The Nif regulon is a set of seven operons used to regulate nitrogen fixation in the coliform bacterium Klebsiella pneumoniae under anaerobic and microaerophilic conditions. It includes 17 nif genes, and is situated between the his and the Shi-A operon of the bacterium.

==The Nif Regulon==
The nif regulon comprises 7 operons: nifRLA, nifJ, nifHDK, nifEN, nifUSVM, nifWF, nifBQ.

nifRLA operon: The tight expression regulation of the nitrogen fixation (nif) genes is mediated by the products of the nifRLA operon. NifA activates transcription of nif genes by the alternative form of RNA polymerase, s54-holoenzyme. NifL is a negative regulatory gene which inhibits the activation of other nif genes by nifA protein. NifR is a repressor binding site, between the promoter of the nifRLA operon and the nifL gene. No protein coded by nifR gene has been found.

nifHDK operon: comprises three structural genes: nifK nifD and nifH. nifK encodes for B-subunit of Component 1 of nitrogenase. nifD encodes for alpha subunit of component 1 of nitrogenase. nifH encodes for component 2 of nitrogenase.
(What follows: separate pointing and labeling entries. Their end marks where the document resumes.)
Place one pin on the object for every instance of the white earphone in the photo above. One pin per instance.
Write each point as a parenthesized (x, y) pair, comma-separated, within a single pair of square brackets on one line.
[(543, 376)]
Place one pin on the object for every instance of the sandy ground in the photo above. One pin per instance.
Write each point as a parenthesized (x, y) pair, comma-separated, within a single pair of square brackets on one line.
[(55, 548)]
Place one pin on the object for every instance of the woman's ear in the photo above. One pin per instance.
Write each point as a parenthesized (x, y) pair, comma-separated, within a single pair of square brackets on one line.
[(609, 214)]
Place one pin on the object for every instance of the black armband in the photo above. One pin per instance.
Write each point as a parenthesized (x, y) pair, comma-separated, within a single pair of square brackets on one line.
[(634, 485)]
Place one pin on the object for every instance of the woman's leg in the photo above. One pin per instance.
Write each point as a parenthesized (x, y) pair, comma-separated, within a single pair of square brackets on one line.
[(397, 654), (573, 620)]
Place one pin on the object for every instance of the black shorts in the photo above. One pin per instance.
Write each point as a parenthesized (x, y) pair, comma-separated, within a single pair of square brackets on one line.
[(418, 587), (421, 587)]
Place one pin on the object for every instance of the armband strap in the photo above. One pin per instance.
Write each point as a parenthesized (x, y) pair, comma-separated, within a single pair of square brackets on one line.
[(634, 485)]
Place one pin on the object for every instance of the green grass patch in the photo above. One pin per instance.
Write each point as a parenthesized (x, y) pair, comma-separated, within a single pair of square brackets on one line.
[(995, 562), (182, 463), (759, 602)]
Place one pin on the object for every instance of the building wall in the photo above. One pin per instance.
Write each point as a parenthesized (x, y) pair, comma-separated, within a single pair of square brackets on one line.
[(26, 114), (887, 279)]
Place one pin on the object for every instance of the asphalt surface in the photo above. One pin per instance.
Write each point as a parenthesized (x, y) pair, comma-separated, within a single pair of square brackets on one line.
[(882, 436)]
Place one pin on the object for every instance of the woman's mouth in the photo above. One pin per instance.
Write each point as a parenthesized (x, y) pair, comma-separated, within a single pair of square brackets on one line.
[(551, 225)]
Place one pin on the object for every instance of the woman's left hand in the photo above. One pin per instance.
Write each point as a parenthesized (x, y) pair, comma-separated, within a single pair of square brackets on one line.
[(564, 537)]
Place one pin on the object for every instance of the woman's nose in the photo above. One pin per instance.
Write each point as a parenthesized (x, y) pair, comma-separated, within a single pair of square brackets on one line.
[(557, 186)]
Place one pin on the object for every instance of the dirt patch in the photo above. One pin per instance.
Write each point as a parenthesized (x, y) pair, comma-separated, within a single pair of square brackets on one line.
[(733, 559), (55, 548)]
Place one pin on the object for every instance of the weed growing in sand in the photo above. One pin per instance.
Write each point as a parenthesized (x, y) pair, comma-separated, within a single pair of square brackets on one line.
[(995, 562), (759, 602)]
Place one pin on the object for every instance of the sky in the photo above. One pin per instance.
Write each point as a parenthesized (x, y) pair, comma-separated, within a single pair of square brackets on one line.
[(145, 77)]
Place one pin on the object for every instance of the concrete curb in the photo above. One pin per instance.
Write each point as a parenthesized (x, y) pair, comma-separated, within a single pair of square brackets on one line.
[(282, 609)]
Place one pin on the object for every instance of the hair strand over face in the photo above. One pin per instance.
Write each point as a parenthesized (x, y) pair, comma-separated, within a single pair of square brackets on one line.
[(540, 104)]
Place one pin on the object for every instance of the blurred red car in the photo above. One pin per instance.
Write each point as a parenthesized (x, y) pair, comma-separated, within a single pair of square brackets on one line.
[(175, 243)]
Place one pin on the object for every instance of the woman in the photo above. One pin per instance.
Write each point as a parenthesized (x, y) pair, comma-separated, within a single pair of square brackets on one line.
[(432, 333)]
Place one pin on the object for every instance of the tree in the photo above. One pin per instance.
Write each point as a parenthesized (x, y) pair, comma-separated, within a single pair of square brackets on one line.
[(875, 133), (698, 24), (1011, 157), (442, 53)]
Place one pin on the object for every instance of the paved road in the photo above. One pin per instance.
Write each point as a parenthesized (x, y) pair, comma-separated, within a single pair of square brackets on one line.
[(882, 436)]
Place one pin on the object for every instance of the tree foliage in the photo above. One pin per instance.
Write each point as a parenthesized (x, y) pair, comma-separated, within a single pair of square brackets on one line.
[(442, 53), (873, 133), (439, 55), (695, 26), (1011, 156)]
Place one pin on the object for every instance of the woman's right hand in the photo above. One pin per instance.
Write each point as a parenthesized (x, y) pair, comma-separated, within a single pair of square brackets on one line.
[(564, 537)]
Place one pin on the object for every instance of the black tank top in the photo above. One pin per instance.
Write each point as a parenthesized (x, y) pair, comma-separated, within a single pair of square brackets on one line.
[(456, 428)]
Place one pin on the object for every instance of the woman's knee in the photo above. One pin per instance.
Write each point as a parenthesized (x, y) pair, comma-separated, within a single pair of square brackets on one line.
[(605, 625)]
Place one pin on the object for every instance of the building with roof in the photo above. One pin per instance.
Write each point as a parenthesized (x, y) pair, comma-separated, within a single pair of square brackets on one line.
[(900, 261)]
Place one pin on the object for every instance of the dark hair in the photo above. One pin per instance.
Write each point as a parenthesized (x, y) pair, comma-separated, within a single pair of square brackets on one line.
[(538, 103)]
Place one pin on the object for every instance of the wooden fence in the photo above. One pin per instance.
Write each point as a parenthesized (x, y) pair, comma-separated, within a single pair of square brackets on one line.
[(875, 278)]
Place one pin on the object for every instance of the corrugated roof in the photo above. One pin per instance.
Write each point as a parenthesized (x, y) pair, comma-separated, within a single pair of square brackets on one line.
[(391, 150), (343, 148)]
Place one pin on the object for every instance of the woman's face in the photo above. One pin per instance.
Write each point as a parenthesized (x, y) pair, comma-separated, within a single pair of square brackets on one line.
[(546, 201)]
nifEN and nifBQ operons: This comprises nifE, nifN, nifB and nifQ genes which are responsible for formation of a functional Mo-Fe protein. (Mo-Fe-co catalytic site for nitrogenase.) nifQ is not absolutely essential.

nifJ operon:The nifJ gene encodes for the pyruvate-flavodoxin-oxidoreductase protein. This enzyme is involved in electron transfer to nitrogenase.

nifUSVM operon: The nifS, nifV and nifM genes encode for a protein that is required to process component II. Function of the nifU gene is undetermined.

nifWF operon: The function of nifW is undetermined. The nifF gene mediates electron transfer from nifJ protein to Fe protein of nitrogenase.

==Regulation ==
The Nif regulon is regulated in response to a variety of environmental signals to ensure nitrogen-fixation only occurs when necessary:

===Oxygen===
The action site of O2 is the nifL protein which is basically a flavoprotein with FAD as the redox sensing cofactor. Fnr (fumarate nitrate reduction regulator) is the signal transduction molecule which transduces the oxygen status to the nifL protein. In the absence of oxygen, the nifL protein is in its reduced form (FADH2 as the cofactor ) and is unable to inhibit the action of nifA protein. In oxygen's presence, oxidized nifL (FAD as the cofactor) inhibits nifA protein and there by turns off all the other operons.

===NH4+===
The presence of ammonium ions in large amounts in the environment inhibits the transcription of nitrogenase and all the other nif genes. NH4+ acts as a co-repressor to the glutamine synthetase by modifying it covalently (adenylylation). This modified enzyme binds to the nifR region of the nifRLA operon and prevents the transcription of the genes, nifL and nifA. So, there is no initiation of transcription of the other genes by the σ-RNA polymerase.

===Glnk protein===
In the nitrogen limiting growth conditions, the inhibition of nifA protein by the nifL protein is prevented by the antagonizing action of Glnk protein on the nifL proteins.

A homologue of the NifL-NifA regulatory gene system has not been found among the eukaryotes. However Entamoeba histolytica was found to possess a simplified and non-redundant NIF (nitrogen fixation)-like system for the Fe-S cluster formation, composed of only a catalytic component, NifS, and a scaffold component, NifU. EhNifS and EhNifU were found to be necessary and sufficient for Fe-S clusters of non-nitrogenase Fe-S proteins to form under anaerobic conditions. This is the first demonstration of the presence and biological significance of the NIF-like system in eukaryotes.